Absurdity
As an example of the Theater of the Absurd, the overarching theme of the play is the revelation of the absurdity of life. This absurdity is reflected in a clock that strikes the hour of 17 and the breakdown of communication through the failure of language to make sense of the world around the characters. As the play wears on, the absurd quality of language devolves into a state of decay. Decay of meaning is a primal element in the Theater of the Absurd and the breaking down of language as the essential tool of communication reaches a point at which it becomes pretty much as effective as gibberish. Perhaps the singular defining aspect absurdity is that the play has nothing whatever to do with a bald prima donna.
The Tragedy of Language
Although the breakdown in language produces some very funny scenes, the play is referred to as tragedy of language.
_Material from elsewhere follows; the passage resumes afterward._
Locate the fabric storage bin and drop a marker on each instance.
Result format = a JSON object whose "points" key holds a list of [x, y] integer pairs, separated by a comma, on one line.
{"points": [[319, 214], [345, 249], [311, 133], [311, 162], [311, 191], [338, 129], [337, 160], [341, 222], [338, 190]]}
The tragedy is expressed as the play trek through the collapse of meaning in words from conversation that has no frame of reference through to a complete breakdown of any possible sense of communicative ability with characters spouting non-sequiturs void of even the most intangible of context. The tragedy here being the ignoble death of language with its tragic flaw being an inability to withstand assaults on its purpose
Isolation
Two characters who are married greet each other as strangers. Because of the breakdown of communication, when they meet at a party they need to engage in discourse with each other for some time before realizing that they are actually man and wife. This theme relates to the absurdity of modern life as well as the tragic implications of language first in the concept of strangers living together and then as a result of the time it takes for language to make clear their relationship to each other. The isolation and alienation these themes create within this relationship is also an essential and recurring component of the Theater of the Absurd.